Six classes de l’école Pierre-et-Marie-Curie ont profité de l’exposition « Yéniches, une culture disparue » à la médiathèque d’Erstein et de Rémy Welschinger pour en apprendre davantage sur ces nomades blonds qui sillonnaient nos campagnes.
La curiosité aiguisée par la visite de l’exposition mise en place par l’association le Vieil Erstein, les
élèves écoutent attentivement Rémy Welschinger, anthropologue et auteur du livre Vanniers (yéniches) d’Alsace.
Avec un diaporama comme support et son talent de pédagogue, Rémy Welschinger éveille très vite l’intérêt des enfants.
Du hérisson en guise de gâteau d’anniversaire
Les Yéniches, peuple nomade errant au fil des siècles de province en province, chassé d’un peu partout, mal aimé, pauvre, pratiquant des petits métiers ou s’adonnant à la mendicité pour survivre, ne sont pas loin des migrants d’aujourd’hui.
Le conférencier ne manque pas de le faire remarquer, tant l’histoire se répète, et permet de faire comprendre aux jeunes générations les conditions de vie difficiles de ces gens.
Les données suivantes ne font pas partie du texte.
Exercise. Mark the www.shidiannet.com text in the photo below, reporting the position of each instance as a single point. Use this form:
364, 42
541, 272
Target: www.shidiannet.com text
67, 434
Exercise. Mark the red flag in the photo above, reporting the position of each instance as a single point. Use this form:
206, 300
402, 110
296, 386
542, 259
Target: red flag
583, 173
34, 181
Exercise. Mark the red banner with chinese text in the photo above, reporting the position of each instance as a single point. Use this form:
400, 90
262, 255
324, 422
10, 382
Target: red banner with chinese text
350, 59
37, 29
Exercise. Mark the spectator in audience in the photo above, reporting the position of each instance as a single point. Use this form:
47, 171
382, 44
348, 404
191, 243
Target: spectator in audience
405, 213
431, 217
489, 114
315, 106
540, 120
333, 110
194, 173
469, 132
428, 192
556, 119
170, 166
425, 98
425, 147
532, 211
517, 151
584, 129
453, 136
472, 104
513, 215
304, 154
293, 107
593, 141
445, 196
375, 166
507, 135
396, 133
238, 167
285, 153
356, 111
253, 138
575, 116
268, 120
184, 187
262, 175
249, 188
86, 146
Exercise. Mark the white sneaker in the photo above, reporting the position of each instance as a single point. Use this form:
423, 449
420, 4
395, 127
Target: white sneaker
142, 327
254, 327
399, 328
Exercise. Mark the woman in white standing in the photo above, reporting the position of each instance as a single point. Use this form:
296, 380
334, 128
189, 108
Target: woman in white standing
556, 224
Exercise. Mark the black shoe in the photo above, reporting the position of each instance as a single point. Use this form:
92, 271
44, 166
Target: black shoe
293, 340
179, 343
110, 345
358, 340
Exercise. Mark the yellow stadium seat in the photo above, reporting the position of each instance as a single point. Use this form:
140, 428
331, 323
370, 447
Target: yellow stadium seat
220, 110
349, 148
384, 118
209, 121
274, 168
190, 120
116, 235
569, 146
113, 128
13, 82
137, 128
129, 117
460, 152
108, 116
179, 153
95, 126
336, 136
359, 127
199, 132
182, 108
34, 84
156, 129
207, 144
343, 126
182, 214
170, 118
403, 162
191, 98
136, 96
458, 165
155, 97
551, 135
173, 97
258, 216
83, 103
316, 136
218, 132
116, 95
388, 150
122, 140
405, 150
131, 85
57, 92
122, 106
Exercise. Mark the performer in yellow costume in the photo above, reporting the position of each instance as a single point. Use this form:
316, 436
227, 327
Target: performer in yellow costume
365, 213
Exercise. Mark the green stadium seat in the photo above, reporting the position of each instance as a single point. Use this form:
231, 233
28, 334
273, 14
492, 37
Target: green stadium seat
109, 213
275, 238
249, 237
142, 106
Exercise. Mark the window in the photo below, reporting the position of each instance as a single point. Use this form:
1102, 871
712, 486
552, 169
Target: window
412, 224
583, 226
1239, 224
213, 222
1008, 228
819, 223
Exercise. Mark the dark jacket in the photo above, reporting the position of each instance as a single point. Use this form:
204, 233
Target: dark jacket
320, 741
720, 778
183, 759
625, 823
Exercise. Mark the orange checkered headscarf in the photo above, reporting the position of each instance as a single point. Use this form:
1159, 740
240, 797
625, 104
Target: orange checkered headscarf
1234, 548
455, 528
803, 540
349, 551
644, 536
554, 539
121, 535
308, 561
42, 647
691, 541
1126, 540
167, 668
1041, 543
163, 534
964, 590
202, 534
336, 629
Ils apprennent notamment ce qui fait la singularité des Yéniches. « Est Yéniche, explique le professeur, celui qui parle le yéniche ». Affirmation immédiatement suivie d’un petit exercice d’invention de mots que ne comprendrait qu’un groupe restreint. Bien entendu, cela amuse beaucoup les élèves qui restent du coup parfaitement concentrés. Quelques projections de photos montrent leurs campements, la carriole en osier avec laquelle ils se déplacent et qui contient toute leur vie et leur mode de subsistance. Ils voient avec étonnement des métiers aujourd’hui disparus : le rémouleur, le rétameur et bien entendu le vannier. Ils ne savaient pas non plus qu’il fallait pratiquement une semaine pour tresser un beau panier ni que les paysans s’en servaient beaucoup pour ramasser leurs récoltes. Ils découvrent aussi l’outil dont ils se servent pour couper ou recourber l’osier. « Ce n’est pas une machette mais une serpette », précise l’anthropologue en souriant.
Au regard de ces conditions difficiles, les enfants supposent qu’ils ne devaient pas avoir beaucoup de distractions. Ils n’avaient pas la télévision, certes mais ils savaient s’amuser quand même en jouant de l’harmonica ou de l’accordéon, corrige Rémy Welschinger qui leur montre aussi un gâteau d’anniversaire un peu atypique : un hérisson, viande très prisée des Yéniches, cuit pour la circonstance !
Une leçon d’histoire, de société et de tolérance aussi, très appréciée des professeurs qui accompagnaient les élèves.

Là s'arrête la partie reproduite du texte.